The most viewed basketball event in the men’s and women’s college game is the March Madness NCAA Tournament. The March Madness NCAA Tournament is held every year and consists of the sixty-four best teams in collegiate basketball on both the men’s and women’s sides. Being the most viewed basketball event, it would seem obvious that all games would be broadcasted on television. However, to no surprise, only the men’s games are entirely displayed on television while the women’s games must be found online. Both tournaments can be watched from applications, but the women’s side uses this as one of its only bases to watch the games. The women’s games are sponsored by ESPN but only on ESPN 2 or ESPN 3 until the championship game which is
broadcasted on the main channel, ESPN. On the other hand, the men’s tournament is sponsored by TNT, TBS, ABC, and CBS. The men and the women play four games at or around the same time during the first two rounds of action. Since all four women’s games are only displayed on the internet, it is extremely hard to watch multiple games at once because it is a slow process to change from one live stream to another. Meanwhile, the men’s games are all broadcasted on four different television channels and all it takes is an easy click of a button to go from one game to the next.
The negative portrayal of female athletes in the media goes beyond television to majority of the prevalent social media platforms used in today’s era. For instance, people use the Internet to share their thoughts and feelings on the subject, most frequently through Twitter. Twitter is a place for its users to speak their mind in an efficient manner. In some ways, this makes Twitter a dangerous and vulnerable platform to the women’s sports that already get plenty of hate and disregard elsewhere.
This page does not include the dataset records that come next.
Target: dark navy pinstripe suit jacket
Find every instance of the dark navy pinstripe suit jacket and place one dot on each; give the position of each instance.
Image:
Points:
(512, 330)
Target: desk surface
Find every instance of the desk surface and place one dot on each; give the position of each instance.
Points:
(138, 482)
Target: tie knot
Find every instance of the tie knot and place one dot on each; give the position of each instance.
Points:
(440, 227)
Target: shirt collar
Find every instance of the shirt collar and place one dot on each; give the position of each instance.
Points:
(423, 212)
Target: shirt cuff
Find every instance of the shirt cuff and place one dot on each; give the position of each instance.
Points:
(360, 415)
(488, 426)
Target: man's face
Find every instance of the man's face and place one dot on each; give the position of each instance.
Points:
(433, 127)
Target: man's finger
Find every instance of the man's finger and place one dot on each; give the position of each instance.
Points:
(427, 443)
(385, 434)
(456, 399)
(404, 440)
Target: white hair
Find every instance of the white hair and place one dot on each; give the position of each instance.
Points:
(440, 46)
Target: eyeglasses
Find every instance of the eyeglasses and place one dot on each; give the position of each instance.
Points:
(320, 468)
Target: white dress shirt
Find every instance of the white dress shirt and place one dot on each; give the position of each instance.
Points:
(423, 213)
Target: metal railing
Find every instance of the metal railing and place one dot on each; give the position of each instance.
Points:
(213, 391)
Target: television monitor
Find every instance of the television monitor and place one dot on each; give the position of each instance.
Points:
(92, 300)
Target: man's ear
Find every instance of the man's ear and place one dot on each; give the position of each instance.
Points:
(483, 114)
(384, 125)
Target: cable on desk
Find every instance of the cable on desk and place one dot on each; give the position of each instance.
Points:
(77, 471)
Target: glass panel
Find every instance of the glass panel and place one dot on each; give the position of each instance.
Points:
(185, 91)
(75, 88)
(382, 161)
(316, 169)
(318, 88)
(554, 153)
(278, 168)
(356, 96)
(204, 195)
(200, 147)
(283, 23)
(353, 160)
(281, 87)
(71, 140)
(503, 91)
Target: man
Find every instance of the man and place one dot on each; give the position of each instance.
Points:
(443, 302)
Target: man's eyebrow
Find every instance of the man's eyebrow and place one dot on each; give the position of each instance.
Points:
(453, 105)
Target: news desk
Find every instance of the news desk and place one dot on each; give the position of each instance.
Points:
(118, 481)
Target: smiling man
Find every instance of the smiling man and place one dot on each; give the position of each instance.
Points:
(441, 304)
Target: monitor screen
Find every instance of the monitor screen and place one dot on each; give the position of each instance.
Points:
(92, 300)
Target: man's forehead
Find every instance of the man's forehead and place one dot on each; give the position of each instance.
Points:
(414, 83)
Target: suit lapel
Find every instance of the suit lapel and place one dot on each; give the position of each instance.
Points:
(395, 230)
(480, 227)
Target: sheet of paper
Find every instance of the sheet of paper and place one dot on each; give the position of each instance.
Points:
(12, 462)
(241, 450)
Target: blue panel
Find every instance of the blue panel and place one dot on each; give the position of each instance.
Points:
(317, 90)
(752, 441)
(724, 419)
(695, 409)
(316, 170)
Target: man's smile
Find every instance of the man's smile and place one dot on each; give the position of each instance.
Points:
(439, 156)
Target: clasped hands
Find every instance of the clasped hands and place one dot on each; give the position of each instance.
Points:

Twitter also allows its users to “retweet” someone else’s post if they agree with it or like it. So, people are able to make a simple message such as, “Women’s sports in general are not worth watching,” go viral through the two-step process of retweeting a tweet. Andy Benoit, a Sports Illustrated contributor publicized this tweet in 2015. Because of his job with the well-known franchise, it is likely that his tweet received a great deal of attention.
Controlling the media is the only way to put an end to the perception of inequality of female athletes. Although this is an issue that goes even beyond the media, in this day, society is very much influenced by what they see on television and what they read on social media. Athletes, specially women’s basketball players, deserve to be seen in a more positive and equal light.
O’Reilly, Jean, and Susan K. Cahn. Women and Sports in the United States A Documentary Reader. Northeastern University Press, 2012.
Milner, Adrienne N. Sex Segregation in Sports: Why Separate Is Not Equal. S.n., 2016.